Character flaws are vitally important. I want my characters to have flaws. This is pretty self-evident, but Sword of Truth really illustrates the point. In the first eighteen chapters, none of the characters have any flaws. They are all polite, kind to one another, friendly, eager to help, etc. None of them are missing an arm (okay, one is missing a foot), or scarred by their childhood, or tempted by drink, or afraid of spiders, or addicted to crystal meth, or anything like that. The biggest character flaw in Richard is that he’s afraid of getting too angry. (This is not to say the characters don’t have secrets; they have plenty of those.) Addendum: The reader should know the character flaws early in the story. As it turns out, Kahlan has an epic, tragic flaw which is pretty mind-blowing when you get to it, and makes you wonder how a person could possibly live with such a crushing weight on their soul, but you have to wait until Chapter 34 to fully get it.

Magic should have a cost and consequences. I want my magic-users to suffer for their art. Magic is “mysterious” in Sword of Truth in the sense that there is no logical, scientific explanation for it, which is my preference, but it goes too far into the all-powerful fairy tale snap-your-fingers-and-stuff-happens magic. That is, when Zedd the wizard magically holds up a bridge so it doesn’t collapse while they cross, seemingly with just a thought, one has to wonder why the wizard doesn’t use that levitation ability to do other more practical things, like float around so he doesn’t need a horse, or keep all his belongings suspended in the air around him instead of putting them in a backpack, or hell, frickin’ pick up his whole house and carry it with him.

Characters should act like normal humans. I want my characters to behave like ordinary people, not melodramatic stage actors. Most of the characters in Sword of Truth suffer from severe bipolar disorder which manifests as violent mood swings and dramatic outbursts. For example, when a character is irritated by something in a conversation, he might jump to his feet and get angry, or pound his fist on the table at odd moments. I’ve never known a person to “jump to his feet” in reaction to a conversation. It just doesn’t ring true.

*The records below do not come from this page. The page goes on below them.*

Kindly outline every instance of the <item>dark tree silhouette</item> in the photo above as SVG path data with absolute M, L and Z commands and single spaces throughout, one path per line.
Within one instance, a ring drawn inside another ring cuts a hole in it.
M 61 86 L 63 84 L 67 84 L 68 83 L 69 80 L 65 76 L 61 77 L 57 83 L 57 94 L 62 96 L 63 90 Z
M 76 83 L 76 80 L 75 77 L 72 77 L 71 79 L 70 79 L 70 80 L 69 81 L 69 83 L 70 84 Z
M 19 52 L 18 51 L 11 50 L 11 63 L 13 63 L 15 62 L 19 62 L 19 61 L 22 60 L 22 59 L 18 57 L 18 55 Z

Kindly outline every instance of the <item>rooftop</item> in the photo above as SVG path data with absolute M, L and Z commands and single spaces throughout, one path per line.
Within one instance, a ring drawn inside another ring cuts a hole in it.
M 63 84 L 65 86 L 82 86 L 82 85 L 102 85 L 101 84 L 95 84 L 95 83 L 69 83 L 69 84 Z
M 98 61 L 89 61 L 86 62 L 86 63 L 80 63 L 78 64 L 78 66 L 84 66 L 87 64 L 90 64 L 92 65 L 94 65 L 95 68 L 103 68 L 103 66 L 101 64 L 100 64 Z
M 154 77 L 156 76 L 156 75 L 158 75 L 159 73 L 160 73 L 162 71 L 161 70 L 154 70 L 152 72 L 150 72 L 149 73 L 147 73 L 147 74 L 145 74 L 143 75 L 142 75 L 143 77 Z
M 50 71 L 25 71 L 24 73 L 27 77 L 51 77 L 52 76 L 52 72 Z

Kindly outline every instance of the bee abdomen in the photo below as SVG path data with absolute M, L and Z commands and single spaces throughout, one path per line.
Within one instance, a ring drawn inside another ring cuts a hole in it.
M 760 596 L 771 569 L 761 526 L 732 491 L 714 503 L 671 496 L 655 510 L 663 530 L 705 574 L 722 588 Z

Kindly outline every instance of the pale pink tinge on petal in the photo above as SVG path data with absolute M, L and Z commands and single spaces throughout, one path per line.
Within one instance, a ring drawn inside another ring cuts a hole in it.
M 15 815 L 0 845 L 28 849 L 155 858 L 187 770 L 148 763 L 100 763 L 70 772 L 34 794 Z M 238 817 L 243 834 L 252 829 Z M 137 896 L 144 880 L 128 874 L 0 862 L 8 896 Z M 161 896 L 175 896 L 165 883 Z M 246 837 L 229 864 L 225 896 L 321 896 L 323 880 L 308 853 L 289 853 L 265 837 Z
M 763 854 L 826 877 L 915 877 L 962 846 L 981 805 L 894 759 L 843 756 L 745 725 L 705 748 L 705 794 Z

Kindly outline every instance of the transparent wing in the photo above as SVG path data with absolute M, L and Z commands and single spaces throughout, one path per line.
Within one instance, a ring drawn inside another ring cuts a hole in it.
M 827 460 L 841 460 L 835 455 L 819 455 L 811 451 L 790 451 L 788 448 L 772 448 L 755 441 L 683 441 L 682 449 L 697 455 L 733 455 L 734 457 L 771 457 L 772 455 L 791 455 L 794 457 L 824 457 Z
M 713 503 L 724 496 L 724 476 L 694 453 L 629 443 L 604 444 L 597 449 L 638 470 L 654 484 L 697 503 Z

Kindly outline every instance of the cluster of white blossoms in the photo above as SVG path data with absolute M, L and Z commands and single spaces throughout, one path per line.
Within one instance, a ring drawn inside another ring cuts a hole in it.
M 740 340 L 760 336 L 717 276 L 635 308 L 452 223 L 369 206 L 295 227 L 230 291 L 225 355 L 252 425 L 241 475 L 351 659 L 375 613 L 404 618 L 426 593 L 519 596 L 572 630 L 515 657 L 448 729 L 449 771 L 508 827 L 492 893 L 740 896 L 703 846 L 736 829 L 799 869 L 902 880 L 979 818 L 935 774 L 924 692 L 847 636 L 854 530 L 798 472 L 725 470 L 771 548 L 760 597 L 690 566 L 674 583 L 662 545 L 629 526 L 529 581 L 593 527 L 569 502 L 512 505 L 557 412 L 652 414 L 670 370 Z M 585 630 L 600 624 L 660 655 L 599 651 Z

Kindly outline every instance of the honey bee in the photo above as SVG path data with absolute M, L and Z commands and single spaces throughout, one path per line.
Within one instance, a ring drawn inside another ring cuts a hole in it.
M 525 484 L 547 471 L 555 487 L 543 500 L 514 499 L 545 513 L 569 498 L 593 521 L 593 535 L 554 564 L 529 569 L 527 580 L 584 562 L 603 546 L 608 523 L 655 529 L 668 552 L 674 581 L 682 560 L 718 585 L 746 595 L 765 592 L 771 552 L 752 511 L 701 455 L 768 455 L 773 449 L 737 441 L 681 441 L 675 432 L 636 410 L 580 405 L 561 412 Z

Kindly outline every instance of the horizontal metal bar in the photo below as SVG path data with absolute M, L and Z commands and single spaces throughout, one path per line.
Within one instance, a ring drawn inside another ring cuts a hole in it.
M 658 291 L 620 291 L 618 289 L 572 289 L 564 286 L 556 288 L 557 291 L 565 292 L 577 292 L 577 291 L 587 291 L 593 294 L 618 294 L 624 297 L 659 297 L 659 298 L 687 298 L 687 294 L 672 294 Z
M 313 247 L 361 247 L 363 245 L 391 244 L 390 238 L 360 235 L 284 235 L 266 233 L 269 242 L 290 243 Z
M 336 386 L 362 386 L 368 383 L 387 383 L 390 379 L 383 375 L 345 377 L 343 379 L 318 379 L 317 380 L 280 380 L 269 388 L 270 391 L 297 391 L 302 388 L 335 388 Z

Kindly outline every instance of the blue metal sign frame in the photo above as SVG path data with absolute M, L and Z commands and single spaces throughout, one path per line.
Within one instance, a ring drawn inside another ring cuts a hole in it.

Strong emotion loses its impact when overdone. I think that when the characters laugh or cry at the drop of a hat, the emotional impact of what they’re saying or doing starts to diminish over time. Richard and Kahlan certainly have reason to be crying all the time, but when it’s a constant, steady stream, chapter after chapter, it makes the characters seem a bit unstable.

One other amusing observation: All writers and especially new writers tend to repeat a phrase a lot (myself included). Wizard’s First Rule is apparently Goodkind’s debut book, and he is no exception to the rule. The most-repeated phrase so far is: “without emotion” or some variation thereof. “He showed no emotion” or “he betrayed no hint of emotion” or “he said without emotion.” Search for the word “emotion” and it comes up quite a lot.